A non imprigionarla nelle figure dell’aggressività o della distruttività originaria si afferra il carattere specifico di questa pulsione, il suo essere “un processo, una potenza: potenza di slegamento, di dislocazione, di rottura, di decomposizione [21]”: potenza di chiusura e cieca ripetizione, che perennemente si inscrive nella relazione complementare con la pulsione di vita e che perciò sempre erode e minaccia i fenomeni della vita. Sempre il pericolo che incombe sulla vita individuale e collettiva è la disaggregazione, la perdita della capacità di stabilire legami, che si tratti di legami simbolici, di relazioni tra parti del sé, di relazioni tra il sé e l’altro. In Psicologia delle Masse e analisi dell’Io Freud fa del panico l’elemento che disaggrega il legame sociale. In preda al panico: “[…] ognuno si preoccupa soltanto per sé medesimo senza tener conto degli altri. I legami reciproci hanno cessato di esistere e si scatena una paura sconfinata, irragionevole [22]”. La spiegazione, prosegue Freud, non dev’essere cercata nella grandezza del pericolo, bensì nel venir meno dei legami affettivi che fino a quel momento tenevano insieme la massa. L’individuo si ritrova in presenza di una minaccia “originaria”, quella che “la struttura libidica [la coesione assicurata dai legami affettivi] aveva l’obiettivo di scongiurare”. L’ipotesi di Myriam Revault d’Allonnes, filosofa, è che Freud faccia del panico il principio di una socialità desocializzante: ci troveremmo qui rinviati all’abisso della pulsione di morte che, nel collettivo come nell’individuo, lavora in silenzio fino al momento in cui si manifesta come potenza di slegamento.

“Freud apre un paradosso intrattabile, che cade al di fuori dei topoi organizzatori della filosofia politica cosiddetta ‘classica’: il paradosso di una socialità da subito inscritta nell’orizzonte di una dislocazione, di un disordine radicale e fondatore. La figura della pluralità originaria è il panico. Tutto il problema è sapere come il lavoro del politico può operare la messa in senso e la messa in forma di questa pericolosità della cosa politica, come può operare tra terrore e pietà, tra fusione e dislocazione, tra legame e slegamento [23]”.

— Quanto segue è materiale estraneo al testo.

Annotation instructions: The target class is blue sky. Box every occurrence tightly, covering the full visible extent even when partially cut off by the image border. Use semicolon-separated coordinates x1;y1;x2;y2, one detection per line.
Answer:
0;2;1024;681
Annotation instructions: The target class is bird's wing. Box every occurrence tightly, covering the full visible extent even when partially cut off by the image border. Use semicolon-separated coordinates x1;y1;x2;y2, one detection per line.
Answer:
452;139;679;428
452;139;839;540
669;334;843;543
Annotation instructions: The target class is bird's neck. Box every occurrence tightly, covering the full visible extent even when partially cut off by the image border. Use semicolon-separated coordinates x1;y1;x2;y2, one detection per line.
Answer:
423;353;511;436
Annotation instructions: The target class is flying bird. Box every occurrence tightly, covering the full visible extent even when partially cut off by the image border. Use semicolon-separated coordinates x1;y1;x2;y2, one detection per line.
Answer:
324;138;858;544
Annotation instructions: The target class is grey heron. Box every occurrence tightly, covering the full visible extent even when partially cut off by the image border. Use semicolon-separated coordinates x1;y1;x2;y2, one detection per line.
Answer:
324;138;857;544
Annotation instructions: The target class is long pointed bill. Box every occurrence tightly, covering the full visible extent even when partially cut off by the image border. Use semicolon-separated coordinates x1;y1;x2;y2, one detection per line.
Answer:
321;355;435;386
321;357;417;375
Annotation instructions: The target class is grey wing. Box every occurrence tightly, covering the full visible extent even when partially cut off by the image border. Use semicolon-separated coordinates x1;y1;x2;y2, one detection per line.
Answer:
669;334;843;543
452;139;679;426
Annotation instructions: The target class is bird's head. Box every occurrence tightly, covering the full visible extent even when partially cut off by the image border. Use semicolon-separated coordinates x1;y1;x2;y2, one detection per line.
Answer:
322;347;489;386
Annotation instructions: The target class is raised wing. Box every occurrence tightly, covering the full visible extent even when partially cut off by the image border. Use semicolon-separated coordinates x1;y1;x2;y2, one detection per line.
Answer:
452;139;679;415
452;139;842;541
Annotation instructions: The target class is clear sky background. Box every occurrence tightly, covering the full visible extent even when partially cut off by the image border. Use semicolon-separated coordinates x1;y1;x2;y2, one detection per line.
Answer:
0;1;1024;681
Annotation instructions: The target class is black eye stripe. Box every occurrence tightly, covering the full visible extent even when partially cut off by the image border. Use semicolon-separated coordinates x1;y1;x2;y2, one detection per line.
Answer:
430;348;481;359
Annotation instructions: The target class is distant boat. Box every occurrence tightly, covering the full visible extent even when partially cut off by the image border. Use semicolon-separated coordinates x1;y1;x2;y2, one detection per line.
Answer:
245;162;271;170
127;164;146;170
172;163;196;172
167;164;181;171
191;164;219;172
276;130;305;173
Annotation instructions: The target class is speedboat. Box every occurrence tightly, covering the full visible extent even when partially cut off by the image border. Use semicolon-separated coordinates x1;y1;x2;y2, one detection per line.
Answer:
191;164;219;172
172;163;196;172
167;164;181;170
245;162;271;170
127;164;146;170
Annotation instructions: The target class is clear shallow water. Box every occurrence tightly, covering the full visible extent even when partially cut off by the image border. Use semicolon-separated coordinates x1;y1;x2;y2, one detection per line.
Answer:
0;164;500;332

L’ipotesi freudiana della pulsione di morte impedisce ogni forma di pensiero basato sull’alternativa tra qualcosa e il suo opposto. “La sua fecondità deriva dal fatto che essa rinvia non solamente all’idea di una precarietà essenziale della cultura ma alla necessità di elaborare una riflessione sul vivere insieme degli uomini a partire da una antropologia della fallibilità, una antropologia dello zoppicare [24]”.

O della claudicanza.

È stato Haim Baharier, grande studioso di ermeneutica biblica e pensiero ebraico, matematico di formazione diventato psicoanalista, allievo dei filosofi Emmanuel Levinas e Léon Askenazi, a inventare la parola claudicanza. Nel corso di un’intervista gli viene chiesto che cos’è: 

"Di solito è lo zoppicare. Da bambino avevo scarpe che mi stringevano provocando una forma di claudicanza", mi dice Haim.

- Possiamo dunque immaginare la claudicanza come un difetto del nostro corpo? Una condizione di cui vergognarsi?

"Non è in questo senso che va intesa. Essa ci mette di fronte alla nostra fragilità. Ci ridimensiona. Ma al tempo stesso ci indica un percorso. Lo si legge nella Torah e in particolare nella Genesi, dove è chiaro che la claudicanza non rinvia all'imperfezione ma alla perfettibilità."

- Solo se hai difetti puoi sperare di correggerli?

"È certamente un aspetto ma c'è nella claudicanza un'idea più profonda che rinvia al nostro essere incompiuti. Essa rivela la coscienza della nostra finitezza. Del nostro limite. Si trattò di qualcosa che appresi da bambino, dapprima confusamente e poi in maniera sempre più chiara [25]”.

Freud, ebreo, cita lo zoppicare in Al di là del principio di piacere riportando proprio un versetto delle Scritture: “Zoppicare, dicono le Scritture, non è peccato”. Potremmo dire che 

“il carattere incerto della speculazione e la claudicanza del percorso teorico […] si accordano con l’incertezza antropologica che il dualismo pulsionale implica. La complementarità delle pulsioni di morte e delle pulsioni di vita impedisce le antinomie, ostacola la restaurazione di un’unità senza divisioni e senza conflitti, si oppone ad ogni superamento dialettico: dà luogo ad una logica agonale [26]".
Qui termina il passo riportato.